Votar en tiempos de Twitter

Mucho se ha hablado en las últimas semanas de la forma de gobernar (no caben entre estos dos paréntesis todos los signos de exclamación e interrogación que serían pertinentes) de Donald Trump a golpe de tuit. Sin embargo, su uso de las redes sociales debería ser lo menos sorprendente de su desempeño, ya que fue su principal herramienta de comunicación durante toda la campaña. Lo realmente curioso es que en las propias RRSS, a través de una corriente mayoritaria de opinión que incluía a analistas políticos, se transmitió la idea de que Trump tenía escasas posibilidades de ganar y los republicanos le estaban poniendo la victoria en bandeja a Hillary Clinton. Ante esto, cabe preguntarse qué ocurrió para que el resultado de las elecciones fuese el opuesto a lo esperado. Hemos leído y escuchado diferentes respuestas a esta pregunta desde el ya lejano 8-N cuando se produjo la victoria electoral del magnate.

Para explicarlo, la mayor parte de los análisis coinciden, tal vez sea útil recordar otros dos fenómenos electorales que se dieron el año pasado y que también pueden considerarse como inesperados: el Brexit y el rechazo al acuerdo de paz en Colombia. Los tres casos tienen en común el debate masivo que se produjo en redes sociales a escala mundial en las fechas previas a que los votantes se pronunciaran; una participación mucho más alta en internet que en las urnas. En el caso de Colombia, por ejemplo, tras meses de discusiones en Twitter, solamente un 37% de la población salió a la calle a votar. En Europa, donde los enfrentamientos políticos de todo tipo son uno de los contenidos habituales en las redes, la participación electoral ha bajado en las últimas elecciones de países como Inglaterra, Italia y Alemania.

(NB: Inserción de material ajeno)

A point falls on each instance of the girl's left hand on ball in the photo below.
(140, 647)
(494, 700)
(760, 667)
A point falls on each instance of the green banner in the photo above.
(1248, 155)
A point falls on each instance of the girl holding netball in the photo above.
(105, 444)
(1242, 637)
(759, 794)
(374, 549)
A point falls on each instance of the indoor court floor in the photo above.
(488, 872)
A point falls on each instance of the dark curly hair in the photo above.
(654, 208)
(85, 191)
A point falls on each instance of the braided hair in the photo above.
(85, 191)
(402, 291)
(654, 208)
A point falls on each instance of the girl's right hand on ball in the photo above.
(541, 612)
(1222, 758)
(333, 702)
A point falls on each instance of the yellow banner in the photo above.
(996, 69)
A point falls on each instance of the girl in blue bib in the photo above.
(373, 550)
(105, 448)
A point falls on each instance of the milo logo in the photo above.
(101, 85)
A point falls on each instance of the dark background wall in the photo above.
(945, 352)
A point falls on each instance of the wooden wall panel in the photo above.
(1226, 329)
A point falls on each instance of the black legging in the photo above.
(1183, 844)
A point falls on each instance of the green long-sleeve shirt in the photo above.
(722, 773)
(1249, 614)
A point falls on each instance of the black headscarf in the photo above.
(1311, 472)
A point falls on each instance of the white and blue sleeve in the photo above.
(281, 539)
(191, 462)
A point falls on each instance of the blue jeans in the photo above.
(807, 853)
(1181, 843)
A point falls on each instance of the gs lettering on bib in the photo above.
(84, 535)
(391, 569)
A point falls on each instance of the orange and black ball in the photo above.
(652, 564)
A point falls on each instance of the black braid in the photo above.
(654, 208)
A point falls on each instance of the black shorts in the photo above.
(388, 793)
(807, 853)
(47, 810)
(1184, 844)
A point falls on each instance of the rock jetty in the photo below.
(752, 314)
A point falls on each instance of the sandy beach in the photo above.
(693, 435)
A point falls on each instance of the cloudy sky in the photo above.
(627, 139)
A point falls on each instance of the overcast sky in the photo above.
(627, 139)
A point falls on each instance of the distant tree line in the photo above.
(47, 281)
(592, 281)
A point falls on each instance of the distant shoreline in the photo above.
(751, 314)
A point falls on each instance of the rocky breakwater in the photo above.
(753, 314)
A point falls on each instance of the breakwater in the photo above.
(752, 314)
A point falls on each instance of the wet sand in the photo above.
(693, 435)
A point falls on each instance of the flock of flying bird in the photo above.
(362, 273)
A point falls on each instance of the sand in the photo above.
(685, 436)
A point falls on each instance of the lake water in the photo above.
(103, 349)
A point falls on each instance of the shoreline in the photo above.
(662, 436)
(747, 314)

A la vista de estos datos, podrían buscarse justificaciones como el desapego hacia la política, la nula esperanza de poder cambiar las cosas, la falta de interés… pero son conceptos que no casan bien con la participación creciente en los medios sociales. Lo que sucede realmente es que el debate se ha trasladado a estos medios, pero no como un complemento, sino como un sustituto del voto. La superficialidad en los análisis (estamos más atentos al exabrupto de Trump para poder ser los primeros en hacer la broma retuiteable que a las leyes que promueve) y la búsqueda de la reafirmación personal a través del rebaño digital, hacen que el individuo se sienta “saciado” como ciudadano sin llegar a ir votar. Nos hemos creído eso de que hoy en día tenemos más influencia que nunca, cuando lo único que tenemos son unas nuevas vías de desahogo en las que no se diferencia el contenido del chascarrillo y en las que la prisa, la demagogia y los intereses disfrazados de opinión conducen al falso debate y a la banalización de la información (o a la tan manida posverdad). Por decirlo de otra forma, estamos más interesados en hacer visible nuestra ideología a través de Twitter que en intentar extrapolarla a la vida pública y al buen gobierno.

Al fin y al cabo, el voto es secreto, nadie puede darle un like a nuestra decisión y ¿qué gracia tiene ir al colegio electoral si ni siquiera podemos hacernos un selfie metiendo la papeleta en la urna?